Dış borçlar son yıllarda çok farklı nedenlerle gerçekleştirildiği için artan bir öneme sahiptir. Borçlanma ve borç krizleri geçmişte sadece gelişmekte olan ülkeleri, günümüzde ise tüm dünya ülkelerini ilgilendirmektedir. Bu nedenle öncelikle kavramsal zemindeki belirsizlikleri gidermeye ihtiyaç vardır. Dış borçlarla diğer kavramlar (özellikle dış yardımlar) arasındaki ayrımı belirtirsek, dış borçlar dış yardımlardan tamamen farklıdır. Özel bir durum arz eden dış borçluluğun gerektirdiği bazı özel yönetişim metotlarına ihtiyaç vardır. Bu anlamda gelişmekte olan ülkelerde ve Türkiye’de modern anlamda dış borç yönetimi mevcut değildir.

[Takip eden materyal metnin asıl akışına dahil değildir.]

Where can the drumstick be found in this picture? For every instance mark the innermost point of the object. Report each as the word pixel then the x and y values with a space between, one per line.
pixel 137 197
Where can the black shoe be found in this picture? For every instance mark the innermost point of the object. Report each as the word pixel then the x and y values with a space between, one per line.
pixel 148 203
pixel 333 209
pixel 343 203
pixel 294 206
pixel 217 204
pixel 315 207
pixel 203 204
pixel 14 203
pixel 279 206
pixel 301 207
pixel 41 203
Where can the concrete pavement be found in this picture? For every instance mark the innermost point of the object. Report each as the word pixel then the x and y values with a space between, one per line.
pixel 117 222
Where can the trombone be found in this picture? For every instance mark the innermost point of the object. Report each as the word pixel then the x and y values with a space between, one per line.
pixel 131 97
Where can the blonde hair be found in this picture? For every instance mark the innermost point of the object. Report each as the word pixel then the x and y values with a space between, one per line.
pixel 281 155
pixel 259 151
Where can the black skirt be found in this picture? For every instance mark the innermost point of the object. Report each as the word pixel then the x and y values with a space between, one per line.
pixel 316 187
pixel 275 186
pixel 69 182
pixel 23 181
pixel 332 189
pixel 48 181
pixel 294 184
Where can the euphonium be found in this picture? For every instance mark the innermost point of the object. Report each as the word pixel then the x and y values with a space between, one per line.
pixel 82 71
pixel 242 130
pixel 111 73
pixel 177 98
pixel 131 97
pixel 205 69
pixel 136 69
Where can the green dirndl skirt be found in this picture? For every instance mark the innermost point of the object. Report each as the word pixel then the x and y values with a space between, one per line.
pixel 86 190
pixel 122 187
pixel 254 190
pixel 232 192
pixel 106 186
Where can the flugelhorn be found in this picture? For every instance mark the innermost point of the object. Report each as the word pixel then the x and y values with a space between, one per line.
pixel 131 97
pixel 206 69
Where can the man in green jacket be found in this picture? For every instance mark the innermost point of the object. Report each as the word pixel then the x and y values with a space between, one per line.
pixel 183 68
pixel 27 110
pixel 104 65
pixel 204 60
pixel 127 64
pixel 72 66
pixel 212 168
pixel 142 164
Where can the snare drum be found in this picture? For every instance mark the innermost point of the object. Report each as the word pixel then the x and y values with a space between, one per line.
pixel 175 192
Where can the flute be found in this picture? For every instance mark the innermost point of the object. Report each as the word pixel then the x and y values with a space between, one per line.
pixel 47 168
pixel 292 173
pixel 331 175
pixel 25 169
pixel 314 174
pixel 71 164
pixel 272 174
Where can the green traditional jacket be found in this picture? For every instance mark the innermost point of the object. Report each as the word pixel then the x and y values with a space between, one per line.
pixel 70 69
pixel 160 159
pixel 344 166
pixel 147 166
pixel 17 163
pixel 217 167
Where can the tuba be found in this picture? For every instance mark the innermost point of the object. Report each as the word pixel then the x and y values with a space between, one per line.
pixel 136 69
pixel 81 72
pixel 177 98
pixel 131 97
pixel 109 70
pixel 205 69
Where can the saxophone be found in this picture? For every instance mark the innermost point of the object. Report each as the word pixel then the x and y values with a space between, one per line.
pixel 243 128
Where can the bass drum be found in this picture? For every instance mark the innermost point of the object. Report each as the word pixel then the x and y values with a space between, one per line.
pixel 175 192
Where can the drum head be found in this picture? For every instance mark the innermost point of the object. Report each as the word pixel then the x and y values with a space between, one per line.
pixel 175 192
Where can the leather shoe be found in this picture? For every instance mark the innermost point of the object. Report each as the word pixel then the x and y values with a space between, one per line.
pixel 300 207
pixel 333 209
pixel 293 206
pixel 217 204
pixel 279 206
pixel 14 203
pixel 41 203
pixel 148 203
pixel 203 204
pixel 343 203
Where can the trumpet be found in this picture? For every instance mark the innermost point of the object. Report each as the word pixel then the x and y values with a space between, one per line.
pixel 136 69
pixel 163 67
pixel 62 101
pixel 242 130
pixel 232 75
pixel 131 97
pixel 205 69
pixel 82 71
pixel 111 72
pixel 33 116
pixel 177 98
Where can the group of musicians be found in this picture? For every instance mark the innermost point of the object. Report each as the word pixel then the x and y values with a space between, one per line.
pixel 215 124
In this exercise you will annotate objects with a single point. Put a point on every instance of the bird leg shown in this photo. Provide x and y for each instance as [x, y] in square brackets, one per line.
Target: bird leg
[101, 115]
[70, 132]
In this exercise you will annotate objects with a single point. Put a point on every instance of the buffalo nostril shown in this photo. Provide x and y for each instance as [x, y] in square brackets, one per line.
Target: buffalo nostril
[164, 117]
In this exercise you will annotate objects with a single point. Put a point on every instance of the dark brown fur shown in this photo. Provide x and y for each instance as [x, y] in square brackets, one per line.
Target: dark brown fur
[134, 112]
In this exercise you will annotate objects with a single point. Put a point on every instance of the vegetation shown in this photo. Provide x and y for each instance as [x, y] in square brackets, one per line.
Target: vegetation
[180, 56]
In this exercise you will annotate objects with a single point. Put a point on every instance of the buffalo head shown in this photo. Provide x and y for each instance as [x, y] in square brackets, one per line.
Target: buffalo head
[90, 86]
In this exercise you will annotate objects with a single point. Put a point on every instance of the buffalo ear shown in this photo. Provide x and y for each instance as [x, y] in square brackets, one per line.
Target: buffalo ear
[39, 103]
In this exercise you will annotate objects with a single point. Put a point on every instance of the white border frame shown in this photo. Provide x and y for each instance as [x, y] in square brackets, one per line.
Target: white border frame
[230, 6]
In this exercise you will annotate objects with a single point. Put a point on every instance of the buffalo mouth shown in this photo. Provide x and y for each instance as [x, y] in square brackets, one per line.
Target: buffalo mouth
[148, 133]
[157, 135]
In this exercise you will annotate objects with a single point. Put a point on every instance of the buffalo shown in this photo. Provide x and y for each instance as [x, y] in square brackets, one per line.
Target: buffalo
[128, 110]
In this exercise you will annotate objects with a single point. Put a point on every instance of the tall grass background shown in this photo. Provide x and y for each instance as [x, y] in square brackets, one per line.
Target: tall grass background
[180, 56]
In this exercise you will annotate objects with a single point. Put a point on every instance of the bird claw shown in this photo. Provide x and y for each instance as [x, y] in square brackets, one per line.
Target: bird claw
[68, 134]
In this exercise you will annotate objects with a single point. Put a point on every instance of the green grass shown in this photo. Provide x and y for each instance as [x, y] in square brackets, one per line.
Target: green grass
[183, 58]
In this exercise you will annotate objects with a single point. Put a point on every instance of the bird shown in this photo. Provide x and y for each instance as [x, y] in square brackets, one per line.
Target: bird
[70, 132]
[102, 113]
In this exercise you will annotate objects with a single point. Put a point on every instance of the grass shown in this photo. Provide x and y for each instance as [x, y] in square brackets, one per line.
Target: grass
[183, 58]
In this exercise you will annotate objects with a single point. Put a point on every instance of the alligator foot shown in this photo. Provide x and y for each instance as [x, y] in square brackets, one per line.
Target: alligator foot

Aynı konu kapsamında sınırsız bir dış borçlanmanın maliyetinin getirilerini aştığı açık bir gerçektir. Türkiye’nin borçlanma maliyetini ve dış borçluluk seviyesini yıllar itibarıyla toplanan verilerle analiz etmeden önce konunun teorik altyapısını oluşturulmuştur. Analiz sonuçlarına göre Dünya ülkeleri arasında Türkiye’nin dış borçluluk seviyesi genel olarak, çok borçluluk seviyesinden orta derece borçlu konumuna düşmüştür. Dünya ekonomisinde zaman zaman farklı nedenlere bağlı olarak ve farklı şiddetlerde ekonomik krizler yaşanmıştır. Ekonomik krizler artık reel ekonomiden toplumsal düzene kadar çok geniş etki alanına sahiptir. Sürekli değişen ekonomik yaklaşımlar, beklentiler, siyasi, sosyal ve teknolojik faktörler nedeniyle yaşanan ekonomik krizlerden çıkış yöntemleri de farklılık göstermiştir. Krizlere neden olan faktörlerden biri de aşırı dış borç birikimleri olduğu düşünülmektedir. Bu nedenle dış borçların zaman serileri analizi yapılırken bu dönemlerde oluşan krizleri incelemeye ihtiyaç vardır. Bir başka ifadeyle dış borç bağımsız değişkeninin dış borç krizlerini etkileyip etkilemediğinin açıklanması önemlidir. Bir adım öteye gidersek eğer etkileşim var ise bunun ne yönde, ne kadar ve hatta hangi kanallarla olduğunu bilmek krizleri öngörmeyi, krizlere karşı önlem almayı kolaylaştırmaktadır.